Causas más frecuentes
Conocer los orígenes habituales del dolor de rodilla ayuda a identificar cuándo es algo pasajero y cuándo conviene consultar.
Artrosis de rodilla
El desgaste del cartílago es una de las causas más comunes en adultos mayores de 50 años. Produce dolor al caminar, crujidos y rigidez breve al iniciar el movimiento.
Sobrecarga y esfuerzo
Correr, subir muchas escaleras, cargar peso o caminar largo rato en terreno irregular puede inflamar tendones y provocar molestias temporales.
Lesiones
Los esguinces de ligamentos y las lesiones de menisco suelen aparecer tras un giro brusco o un golpe, con dolor e inestabilidad.
Tendinitis y bursitis
La inflamación de tendones o de las bolsas que amortiguan la articulación causa dolor localizado, frecuente en deportistas y trabajos de rodillas.
Señales de alarma que no debes ignorar
La mayoría de los dolores de rodilla mejoran con reposo y cuidados básicos, pero algunos signos justifican una consulta pronta: hinchazón importante, imposibilidad de apoyar el pie, bloqueo o sensación de que la rodilla se traba, deformidad visible, fiebre o enrojecimiento con calor. También conviene acudir si el dolor es diario, dura más de dos semanas o limita actividades cotidianas. En estos casos, el médico puede solicitar una radiografía o una resonancia para ver el estado del cartílago, los meniscos y los ligamentos.
Qué hacer en casa ante un dolor leve
Cuando el dolor es reciente y leve, algunas medidas sencillas ayudan a aliviar la molestia mientras la rodilla se recupera.
Reposo relativo
Evita las actividades que disparan el dolor, pero no dejes de moverte por completo: la inmovilidad total no favorece la recuperación.
Frío local
Aplicar frío envuelto en un paño durante 15-20 minutos puede reducir la molestia tras un esfuerzo o un golpe leve.
Elevar y proteger
Mantener la pierna elevada un rato y usar calzado amortiguado alivia la carga sobre la articulación.
Fortalecer el cuádriceps
Cuando el dolor cede, ejercicios suaves para el muslo ayudan a estabilizar la rodilla y prevenir nuevas molestias.
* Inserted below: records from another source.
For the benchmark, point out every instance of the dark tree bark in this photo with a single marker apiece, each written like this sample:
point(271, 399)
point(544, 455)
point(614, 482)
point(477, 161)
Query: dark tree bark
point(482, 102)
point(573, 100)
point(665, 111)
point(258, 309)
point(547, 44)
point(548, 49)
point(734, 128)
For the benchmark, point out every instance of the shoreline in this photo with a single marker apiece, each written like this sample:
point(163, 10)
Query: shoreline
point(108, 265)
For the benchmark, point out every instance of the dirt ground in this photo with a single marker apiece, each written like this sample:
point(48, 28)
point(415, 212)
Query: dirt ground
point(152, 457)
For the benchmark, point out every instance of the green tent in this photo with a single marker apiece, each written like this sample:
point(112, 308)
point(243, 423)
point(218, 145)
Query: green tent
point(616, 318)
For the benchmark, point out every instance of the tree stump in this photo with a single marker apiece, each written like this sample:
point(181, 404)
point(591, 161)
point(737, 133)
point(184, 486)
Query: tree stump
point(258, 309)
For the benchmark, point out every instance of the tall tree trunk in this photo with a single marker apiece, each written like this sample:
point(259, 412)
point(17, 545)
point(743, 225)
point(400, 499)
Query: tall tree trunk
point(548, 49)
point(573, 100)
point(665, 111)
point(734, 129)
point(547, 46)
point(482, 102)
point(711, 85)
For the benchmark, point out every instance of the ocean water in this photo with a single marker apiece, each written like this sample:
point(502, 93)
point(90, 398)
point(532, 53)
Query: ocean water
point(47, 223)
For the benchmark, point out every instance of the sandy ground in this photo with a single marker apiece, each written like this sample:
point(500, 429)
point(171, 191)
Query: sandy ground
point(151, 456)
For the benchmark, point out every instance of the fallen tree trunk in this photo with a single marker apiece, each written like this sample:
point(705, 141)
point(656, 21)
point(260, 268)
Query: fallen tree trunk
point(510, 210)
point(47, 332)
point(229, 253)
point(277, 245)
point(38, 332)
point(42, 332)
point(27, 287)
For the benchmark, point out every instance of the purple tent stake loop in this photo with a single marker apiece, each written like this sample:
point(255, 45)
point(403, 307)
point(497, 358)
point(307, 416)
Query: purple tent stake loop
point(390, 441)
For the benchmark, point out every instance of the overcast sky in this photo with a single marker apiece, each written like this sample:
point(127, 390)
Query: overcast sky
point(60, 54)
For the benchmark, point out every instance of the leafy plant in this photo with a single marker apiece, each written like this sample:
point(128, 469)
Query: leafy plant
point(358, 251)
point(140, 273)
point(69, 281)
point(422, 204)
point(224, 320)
Peso, movimiento y apoyo nutricional
Dos factores influyen mucho en la salud de la rodilla: el peso corporal y el nivel de actividad. Cada kilo de más suma varias veces esa carga sobre la articulación al caminar, por lo que mantener un peso saludable es una de las medidas con mayor impacto. El ejercicio de bajo impacto —nadar, pedalear o caminar en plano— fortalece los músculos que protegen la rodilla sin agredir el cartílago. Como complemento de hábitos saludables, los suplementos con colágeno, glucosamina y vitamina D ofrecen apoyo nutricional para la comodidad articular; según revisiones en PubMed, sus resultados son mixtos pero prometedores. No sustituyen tratamiento médico ni fisioterapia.
Cuándo acudir al traumatólogo
Si el dolor persiste más de dos semanas pese a los cuidados, si se repite con frecuencia o si aparece cualquiera de las señales de alarma, lo prudente es acudir al traumatólogo. Una valoración temprana permite identificar la causa exacta —artrosis, lesión de menisco, tendinitis u otra— y diseñar un plan de recuperación. Cuanto antes se aborde, mejores suelen ser los resultados en movilidad y calidad de vida.